News of PFAS “chemicals forever” contamination in Maine has been in the news recently.
The impact of the spread of PFAS-containing sludge on Maine farmland emerged as a local food security threat in 2019 when contamination shut down a dairy farm in Arundel. Since then, ongoing research has revealed the pervasive nature of PFAS in Maine, while affirming the chemicals’ persistence in the environment and their toxicity to human health. While this information may seem overwhelming, the state and our farmers are showing tremendous leadership despite a lack of action at the federal level.
The state sludge and sludge site map can be used to better understand the extent of PFAS contamination, but we need to understand the shortcomings of the tool. The map, which is updated as sites are identified, shows permitted sites — not landspreading locations — and a permit does not guarantee that landspreading has taken place.
Sites that apply biosolids containing industrial waste are of greatest concern. Analysis of water, soil and agricultural products is necessary to assess contamination in an area. It is also important to remember that contamination of farms is largely an inherited legacy resulting from land application carried out decades ago.

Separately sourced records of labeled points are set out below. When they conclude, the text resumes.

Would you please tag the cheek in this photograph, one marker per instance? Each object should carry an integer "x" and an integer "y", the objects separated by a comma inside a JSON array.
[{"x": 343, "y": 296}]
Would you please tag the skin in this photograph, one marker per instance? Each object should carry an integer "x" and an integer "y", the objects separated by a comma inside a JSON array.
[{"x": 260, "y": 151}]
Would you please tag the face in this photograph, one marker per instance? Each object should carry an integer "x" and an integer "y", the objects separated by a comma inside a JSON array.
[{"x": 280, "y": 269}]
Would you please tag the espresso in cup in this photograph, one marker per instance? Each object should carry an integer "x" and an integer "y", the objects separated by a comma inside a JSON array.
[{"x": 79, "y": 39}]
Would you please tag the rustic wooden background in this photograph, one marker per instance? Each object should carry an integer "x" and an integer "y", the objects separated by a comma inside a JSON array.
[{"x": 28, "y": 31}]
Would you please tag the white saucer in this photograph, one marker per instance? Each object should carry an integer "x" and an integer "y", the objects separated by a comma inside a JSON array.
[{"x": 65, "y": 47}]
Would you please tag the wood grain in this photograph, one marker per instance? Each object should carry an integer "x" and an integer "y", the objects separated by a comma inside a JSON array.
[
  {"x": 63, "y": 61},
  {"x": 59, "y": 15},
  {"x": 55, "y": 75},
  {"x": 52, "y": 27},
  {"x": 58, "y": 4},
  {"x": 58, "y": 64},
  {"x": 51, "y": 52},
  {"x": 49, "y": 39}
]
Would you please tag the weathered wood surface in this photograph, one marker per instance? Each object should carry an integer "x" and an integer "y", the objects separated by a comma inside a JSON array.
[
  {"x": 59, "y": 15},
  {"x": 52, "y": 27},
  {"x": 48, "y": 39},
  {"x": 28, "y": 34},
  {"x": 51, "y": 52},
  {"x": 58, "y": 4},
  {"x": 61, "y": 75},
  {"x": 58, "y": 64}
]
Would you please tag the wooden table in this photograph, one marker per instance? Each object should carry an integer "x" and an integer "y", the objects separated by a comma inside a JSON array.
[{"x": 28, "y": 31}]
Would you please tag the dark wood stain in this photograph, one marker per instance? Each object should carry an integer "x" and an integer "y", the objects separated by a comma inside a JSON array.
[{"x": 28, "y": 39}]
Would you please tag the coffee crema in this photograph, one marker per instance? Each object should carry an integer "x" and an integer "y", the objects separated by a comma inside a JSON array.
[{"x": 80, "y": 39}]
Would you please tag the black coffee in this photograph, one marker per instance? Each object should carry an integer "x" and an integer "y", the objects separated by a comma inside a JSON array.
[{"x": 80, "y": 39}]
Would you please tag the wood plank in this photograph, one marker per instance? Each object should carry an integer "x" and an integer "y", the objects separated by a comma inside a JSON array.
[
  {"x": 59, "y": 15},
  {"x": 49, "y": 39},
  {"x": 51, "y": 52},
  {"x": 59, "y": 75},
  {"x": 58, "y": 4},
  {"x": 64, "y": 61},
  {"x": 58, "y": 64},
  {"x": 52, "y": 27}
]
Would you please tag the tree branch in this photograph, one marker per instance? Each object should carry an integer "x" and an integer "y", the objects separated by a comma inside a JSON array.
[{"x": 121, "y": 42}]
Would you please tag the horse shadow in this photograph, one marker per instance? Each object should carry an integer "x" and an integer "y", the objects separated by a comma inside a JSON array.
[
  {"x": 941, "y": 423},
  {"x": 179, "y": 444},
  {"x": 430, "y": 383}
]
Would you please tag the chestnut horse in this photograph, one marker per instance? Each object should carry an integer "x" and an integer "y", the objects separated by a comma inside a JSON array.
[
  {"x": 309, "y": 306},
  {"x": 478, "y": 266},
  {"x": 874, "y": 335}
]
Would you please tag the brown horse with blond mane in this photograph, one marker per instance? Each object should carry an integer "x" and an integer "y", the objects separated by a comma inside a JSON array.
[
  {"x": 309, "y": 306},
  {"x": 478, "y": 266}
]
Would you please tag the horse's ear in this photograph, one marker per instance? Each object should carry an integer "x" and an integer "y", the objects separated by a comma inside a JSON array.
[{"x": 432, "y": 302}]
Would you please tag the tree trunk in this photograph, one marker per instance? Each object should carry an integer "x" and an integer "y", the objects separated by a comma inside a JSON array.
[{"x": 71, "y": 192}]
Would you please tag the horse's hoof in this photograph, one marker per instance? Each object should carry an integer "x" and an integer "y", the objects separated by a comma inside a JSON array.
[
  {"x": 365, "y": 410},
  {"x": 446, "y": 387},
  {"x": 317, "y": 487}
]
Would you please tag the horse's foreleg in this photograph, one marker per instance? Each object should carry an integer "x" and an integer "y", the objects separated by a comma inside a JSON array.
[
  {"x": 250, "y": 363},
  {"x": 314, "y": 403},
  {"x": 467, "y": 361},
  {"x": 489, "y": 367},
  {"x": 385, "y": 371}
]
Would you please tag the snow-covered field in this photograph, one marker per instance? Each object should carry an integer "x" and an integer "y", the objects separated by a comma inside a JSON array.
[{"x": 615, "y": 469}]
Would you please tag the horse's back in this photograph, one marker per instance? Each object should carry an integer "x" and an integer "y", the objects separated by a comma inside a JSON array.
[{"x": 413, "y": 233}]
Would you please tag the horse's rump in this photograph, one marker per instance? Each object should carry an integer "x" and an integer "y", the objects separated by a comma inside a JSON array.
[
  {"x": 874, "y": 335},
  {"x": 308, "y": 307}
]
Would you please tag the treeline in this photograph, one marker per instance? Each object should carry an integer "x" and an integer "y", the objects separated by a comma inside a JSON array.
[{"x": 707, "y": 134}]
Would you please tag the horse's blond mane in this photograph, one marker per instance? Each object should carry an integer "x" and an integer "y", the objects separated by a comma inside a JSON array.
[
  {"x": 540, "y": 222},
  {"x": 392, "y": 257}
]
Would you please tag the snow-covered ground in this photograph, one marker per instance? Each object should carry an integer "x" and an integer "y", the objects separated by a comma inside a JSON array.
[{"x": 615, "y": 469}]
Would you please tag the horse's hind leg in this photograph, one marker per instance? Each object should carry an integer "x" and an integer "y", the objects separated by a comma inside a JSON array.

Unfortunately, sludge is still prevalent today and to end this practice and further limit PFAS contamination, the Legislature should pass GL 1911.
The state is currently identifying and testing sites based on a tiered system for potential contamination, but the process will take years. Meanwhile, Maine farms are on the front lines of ensuring food security. Rather than wait, many farmers test themselves for PFAS contamination. It is both expensive and risky.
There are no federal tolerances for PFAS levels in foods, so the state develops crop-by-crop thresholds. This means that farmers who learn that their crops, land and/or water have high levels of PFAS do not have many resources to determine the best next step. Despite this, farmers are demonstrating that they have the best interests of the wider community at heart by striving to ensure a secure food supply.
PFAS contamination in agriculture is not specific to Maine – 32 states are currently weighing PFAS-related bills and late last month beef was recalled in Michigan for containing high levels of PFAS – and Most of us are exposed to PFAS every day through everyday products, including personal care items, water-repellent clothing, stain-resistant furniture and carpets, and grease-resistant food packaging. High levels of PFAS in the body are the result of consumption over time, not a single incident, and contaminated drinking water is the primary cause for concern. New research suggests that a diverse diet is likely to reduce exposure, as different cultures absorb varying levels of PFAS.
We have seen many examples of farms proactively testing and voluntarily removing products from distribution, even though they are not required to do so in the absence of established food safety standards. These farmers are showing immense courage and initiative in the face of the threat to the survival of their businesses. They should be welcomed with gratitude and compassion. The emotional toll of learning not only about the contamination of the land and the resulting threat to their livelihoods, but also their own health and well-being cannot be underestimated.
To support our farmers, we must all step up and demand federal action to set national tolerance levels for PFAS in foods, modify national agricultural programs to help farmers, and develop legislation to prevent future contamination while holding manufacturers responsible. Federal action will take time, so we need Gov. Janet Mills’ administration to prioritize and increase state resources for testing, lost revenue for agricultural businesses, advice and infrastructure to ‘mitigation.
As they prepare for another growing season, Maine farmers are taking action to ensure we have the most secure food supply in the country. Let us trust them, thank them and support them for their leadership.